Later at home, as I sit in my dimly lit room, I press a blade to my arm with increasing pressure and repeat the following like a sick and cold mantra; “You’re a failure. You deserve this pain and nothing more.” I had been falling down the mountain, and it was only a matter of time until I hit the very bottom, where the sharpest boulders lay. The landing came sooner than expected.
As I stand at the base of the mountain, I look up at it’s intimidating beauty, searching for the strength to make my way back up when my train of thought is interrupted. “That’s a stupid thing to let ruin your life” reverberates within my head in a familiar voice. I look at myself in the mirror and ask myself why I’m not broken from the fall, and in the same voice I hear “You’re unstoppable.” This is the sound of recovery. I pair the noise with the visual of a face, glaring back at me with conviction, disappointment, sorrow, and a hint of exasperation. The very face that set fire to the charcoal that was my potential.

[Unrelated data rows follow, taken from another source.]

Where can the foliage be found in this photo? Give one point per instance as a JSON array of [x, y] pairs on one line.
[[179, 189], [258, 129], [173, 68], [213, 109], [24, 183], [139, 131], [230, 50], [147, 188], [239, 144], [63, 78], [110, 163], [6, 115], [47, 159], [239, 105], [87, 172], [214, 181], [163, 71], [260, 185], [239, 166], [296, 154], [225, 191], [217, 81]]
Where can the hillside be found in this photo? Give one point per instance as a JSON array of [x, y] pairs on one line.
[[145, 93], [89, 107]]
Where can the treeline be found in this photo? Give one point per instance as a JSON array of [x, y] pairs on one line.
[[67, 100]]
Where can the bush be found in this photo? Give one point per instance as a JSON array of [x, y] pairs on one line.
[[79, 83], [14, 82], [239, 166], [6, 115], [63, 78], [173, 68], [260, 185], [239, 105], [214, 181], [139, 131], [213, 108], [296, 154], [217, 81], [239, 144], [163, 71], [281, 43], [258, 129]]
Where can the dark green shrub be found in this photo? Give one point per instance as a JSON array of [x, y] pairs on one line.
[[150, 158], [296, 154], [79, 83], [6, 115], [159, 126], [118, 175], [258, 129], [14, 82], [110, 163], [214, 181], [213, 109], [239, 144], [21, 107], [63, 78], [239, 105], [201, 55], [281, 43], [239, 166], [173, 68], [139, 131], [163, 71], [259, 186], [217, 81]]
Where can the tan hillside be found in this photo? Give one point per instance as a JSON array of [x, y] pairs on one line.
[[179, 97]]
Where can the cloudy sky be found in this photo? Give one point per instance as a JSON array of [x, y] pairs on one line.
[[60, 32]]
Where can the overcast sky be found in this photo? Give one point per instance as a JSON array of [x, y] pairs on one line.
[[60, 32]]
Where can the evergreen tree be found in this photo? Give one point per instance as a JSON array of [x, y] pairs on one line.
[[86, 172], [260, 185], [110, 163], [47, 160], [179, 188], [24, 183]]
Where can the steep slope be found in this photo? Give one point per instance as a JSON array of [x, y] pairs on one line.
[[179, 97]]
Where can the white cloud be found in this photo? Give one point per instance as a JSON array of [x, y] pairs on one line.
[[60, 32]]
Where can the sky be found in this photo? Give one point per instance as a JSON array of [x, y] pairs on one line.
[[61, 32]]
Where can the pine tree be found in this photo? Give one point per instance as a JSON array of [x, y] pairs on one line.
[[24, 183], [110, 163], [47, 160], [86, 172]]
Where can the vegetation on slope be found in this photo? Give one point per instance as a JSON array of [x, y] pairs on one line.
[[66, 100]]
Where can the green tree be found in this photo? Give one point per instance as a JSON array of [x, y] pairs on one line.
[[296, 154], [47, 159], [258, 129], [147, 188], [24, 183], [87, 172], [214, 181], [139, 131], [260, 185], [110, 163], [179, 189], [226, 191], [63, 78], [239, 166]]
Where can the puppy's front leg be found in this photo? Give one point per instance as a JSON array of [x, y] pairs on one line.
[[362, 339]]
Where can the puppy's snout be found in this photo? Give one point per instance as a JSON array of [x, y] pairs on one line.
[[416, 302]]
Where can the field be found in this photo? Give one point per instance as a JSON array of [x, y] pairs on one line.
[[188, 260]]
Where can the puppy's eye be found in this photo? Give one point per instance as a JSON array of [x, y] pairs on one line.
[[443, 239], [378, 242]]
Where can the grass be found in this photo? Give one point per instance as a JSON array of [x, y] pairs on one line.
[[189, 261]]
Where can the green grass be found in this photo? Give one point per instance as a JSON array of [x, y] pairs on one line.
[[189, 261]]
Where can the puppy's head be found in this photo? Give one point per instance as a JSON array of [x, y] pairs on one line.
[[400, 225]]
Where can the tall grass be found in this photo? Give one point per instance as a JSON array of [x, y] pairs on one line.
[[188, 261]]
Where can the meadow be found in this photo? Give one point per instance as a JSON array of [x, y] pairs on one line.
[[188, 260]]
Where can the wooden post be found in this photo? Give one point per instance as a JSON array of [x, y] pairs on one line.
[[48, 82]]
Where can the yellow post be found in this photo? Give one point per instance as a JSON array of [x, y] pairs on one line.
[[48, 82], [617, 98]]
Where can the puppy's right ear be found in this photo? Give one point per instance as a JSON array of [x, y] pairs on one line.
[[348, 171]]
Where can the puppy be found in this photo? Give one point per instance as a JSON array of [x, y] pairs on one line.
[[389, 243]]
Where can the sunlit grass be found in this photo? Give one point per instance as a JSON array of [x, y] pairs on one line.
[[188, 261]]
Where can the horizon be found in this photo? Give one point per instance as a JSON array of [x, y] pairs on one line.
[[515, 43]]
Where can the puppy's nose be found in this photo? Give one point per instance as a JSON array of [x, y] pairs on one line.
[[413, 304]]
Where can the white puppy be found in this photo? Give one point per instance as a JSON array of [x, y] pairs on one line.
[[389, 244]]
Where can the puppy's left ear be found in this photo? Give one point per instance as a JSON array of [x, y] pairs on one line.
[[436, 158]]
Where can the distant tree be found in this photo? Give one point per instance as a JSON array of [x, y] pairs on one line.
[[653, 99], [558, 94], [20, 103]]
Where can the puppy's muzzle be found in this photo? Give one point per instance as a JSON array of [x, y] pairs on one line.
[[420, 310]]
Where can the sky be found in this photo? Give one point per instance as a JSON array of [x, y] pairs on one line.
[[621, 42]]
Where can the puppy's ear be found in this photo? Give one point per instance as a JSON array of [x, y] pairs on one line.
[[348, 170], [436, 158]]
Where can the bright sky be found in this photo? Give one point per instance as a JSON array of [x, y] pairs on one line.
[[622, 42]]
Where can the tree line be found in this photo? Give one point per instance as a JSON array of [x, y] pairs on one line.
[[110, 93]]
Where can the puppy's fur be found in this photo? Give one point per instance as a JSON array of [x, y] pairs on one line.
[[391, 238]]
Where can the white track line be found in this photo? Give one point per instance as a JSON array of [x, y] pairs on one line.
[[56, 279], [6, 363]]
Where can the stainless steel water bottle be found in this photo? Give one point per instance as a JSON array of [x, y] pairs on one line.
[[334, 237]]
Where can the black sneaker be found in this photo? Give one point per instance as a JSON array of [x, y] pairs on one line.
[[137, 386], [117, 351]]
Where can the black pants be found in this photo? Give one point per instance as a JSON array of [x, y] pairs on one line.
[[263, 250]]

The face of life, love, freedom, self-expression. The sound of a proud yet hideous laugh, a throaty yet confident voice, an apprehensive yet determined tone. This is the beauty and symphony, of accomplishment and acceptance.
This voice taught me a valuable lesson. The fact that even the most simple, unintentionally meaningful words have the power to change lives. The very words I heard were planted into my brain and sprouted like the most colorful of gardens. I’d soon realize that it was now my turn to pick the flowers and plant them in other barren grounds I would come across, just after I snatch the blood-stained knife out of a close friend’s hand and cover the wounds. It’s my turn to prevent the wounds, heal the scars, and plant the psychological seeds that will sprout and spread further and further.
Today, I find myself somewhere up the mountain, not sure as to how high or low I am, and that’s okay. Throughout my fall and beginning of a new climb, I’ve realized the power of the human mind. A thought or two leak, and they can severely impact other sectors of one’s own life, such as academic performance. However, the single most humbling, and frankly quite frightening fact of the matter is, that an individual can destroy oneself based on how they think. Couple that with the fact that some people lose control of their minds, and you’ve created a recipe for disaster. However, through the pleasures and torturous tests life can toss, there’s a story behind every smile or frown, fake or real. After all, if at any given time there is one seed sprouting on the planet, the wind will do the rest.